Jorge A. Hodelín

Personal information
- Born: 16 May 2007 (age 19)

Sport
- Sport: Athletics
- Event: Long jump

Achievements and titles
- Personal bests: Long jump: 8.46m (2026) WU20R

= Jorge A. Hodelín =

Cuban long jumper (born 2007)

Jorge A. Hodelín	 (born 16 May 2007) is a Cuban long jumper. He represented Cuba at the 2025 World Championships and placed fourth overall at the 2026 World Indoor Championships, later setting the world under-20 record that year.

==Biography==
From Cabaiguán, he trains in Sancti Spíritus with coach Miguel Vázquez. Hodelin jumped a personal best 8.34 metres to win the Cuban U20 Championships in Camagüey in June 2025. In September 2025, he competed at the 2025 World Championships in Tokyo, Japan, without advancing to the final.

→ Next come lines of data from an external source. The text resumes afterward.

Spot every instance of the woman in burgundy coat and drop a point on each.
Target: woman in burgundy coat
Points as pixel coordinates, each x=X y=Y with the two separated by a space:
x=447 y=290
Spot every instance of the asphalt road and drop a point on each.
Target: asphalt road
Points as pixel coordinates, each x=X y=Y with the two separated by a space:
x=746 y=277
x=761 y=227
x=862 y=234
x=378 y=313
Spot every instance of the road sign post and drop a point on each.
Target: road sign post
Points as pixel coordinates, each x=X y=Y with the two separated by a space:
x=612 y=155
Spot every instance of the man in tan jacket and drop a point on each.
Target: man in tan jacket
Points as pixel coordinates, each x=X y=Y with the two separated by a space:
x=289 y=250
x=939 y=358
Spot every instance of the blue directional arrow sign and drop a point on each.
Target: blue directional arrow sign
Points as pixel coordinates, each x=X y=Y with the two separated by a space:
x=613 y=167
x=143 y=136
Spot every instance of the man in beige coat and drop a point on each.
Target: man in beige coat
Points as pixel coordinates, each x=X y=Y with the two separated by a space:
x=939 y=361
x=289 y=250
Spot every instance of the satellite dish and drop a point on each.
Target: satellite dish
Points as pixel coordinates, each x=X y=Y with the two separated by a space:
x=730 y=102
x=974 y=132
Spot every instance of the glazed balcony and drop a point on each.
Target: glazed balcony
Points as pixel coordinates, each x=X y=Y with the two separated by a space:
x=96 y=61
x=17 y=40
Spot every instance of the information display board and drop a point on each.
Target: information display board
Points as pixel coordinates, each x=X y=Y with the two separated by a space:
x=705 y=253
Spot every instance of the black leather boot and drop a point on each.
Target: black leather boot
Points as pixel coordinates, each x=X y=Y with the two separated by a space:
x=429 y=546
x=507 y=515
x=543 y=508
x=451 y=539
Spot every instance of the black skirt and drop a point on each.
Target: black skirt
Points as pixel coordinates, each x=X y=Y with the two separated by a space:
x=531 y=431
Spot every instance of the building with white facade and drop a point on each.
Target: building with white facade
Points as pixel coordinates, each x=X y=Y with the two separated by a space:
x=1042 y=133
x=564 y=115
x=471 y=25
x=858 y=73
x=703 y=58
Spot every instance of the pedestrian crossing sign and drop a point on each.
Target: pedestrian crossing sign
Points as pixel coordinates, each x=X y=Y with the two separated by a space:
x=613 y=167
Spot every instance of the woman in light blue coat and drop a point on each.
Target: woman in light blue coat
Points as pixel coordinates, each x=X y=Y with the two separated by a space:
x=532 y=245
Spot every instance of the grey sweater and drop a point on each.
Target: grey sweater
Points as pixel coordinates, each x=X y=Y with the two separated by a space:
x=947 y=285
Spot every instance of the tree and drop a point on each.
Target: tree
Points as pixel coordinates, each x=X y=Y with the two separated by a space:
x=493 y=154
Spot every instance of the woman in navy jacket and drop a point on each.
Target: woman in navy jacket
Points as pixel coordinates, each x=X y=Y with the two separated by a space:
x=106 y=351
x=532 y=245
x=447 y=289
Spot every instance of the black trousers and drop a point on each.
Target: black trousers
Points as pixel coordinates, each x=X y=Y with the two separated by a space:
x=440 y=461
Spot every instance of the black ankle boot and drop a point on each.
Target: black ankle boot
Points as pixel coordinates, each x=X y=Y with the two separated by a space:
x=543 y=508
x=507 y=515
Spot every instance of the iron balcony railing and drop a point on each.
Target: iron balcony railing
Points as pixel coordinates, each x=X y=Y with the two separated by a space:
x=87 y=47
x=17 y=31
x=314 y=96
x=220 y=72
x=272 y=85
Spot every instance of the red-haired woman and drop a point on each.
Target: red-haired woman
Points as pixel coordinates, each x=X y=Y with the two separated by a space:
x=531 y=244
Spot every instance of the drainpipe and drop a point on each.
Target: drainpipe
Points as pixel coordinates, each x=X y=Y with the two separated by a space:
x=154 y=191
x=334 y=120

Hobelin made his indoor debut on 7 February 2026 at the Moscow Winter Meeting in Russia, with a jump of 7.74 meters. He later jumped 8.18 m to win ahead of Gerson Balde at the II Meeting Internacional in Oruense, Spain. He represented Cuba at the 2026 World Indoor Championships in Toruń, Poland, in March 2026, placing fourth overall with a jump of 8.26 metres, having been in the bronze medal position prior to eventual winner Balde's final round jump. On 4 June, Hodelin was third with a jump of 8.18m metres at the 2026 Golden Gala in Rome, part of the 2026 Diamond League. Later that month, he set a new world under-20 record of 8.46 metres (1.9 m/s) at the Envol Trophée in France, breaking the previous record set by Italian Mattia Furlani in 2024. On 10 July, he placed third with 8.38m at the 2026 Herculis Diamond League event in Monaco. Competing in the Diamond League at the 2026 Athletissima in Lausanne, Switzerland on 21 August 2026, he placed fourth in the long jump with 8.06 metres. On 27 August, he finished fourth with 8.32 metres at the 2026 Weltklasse Zürich.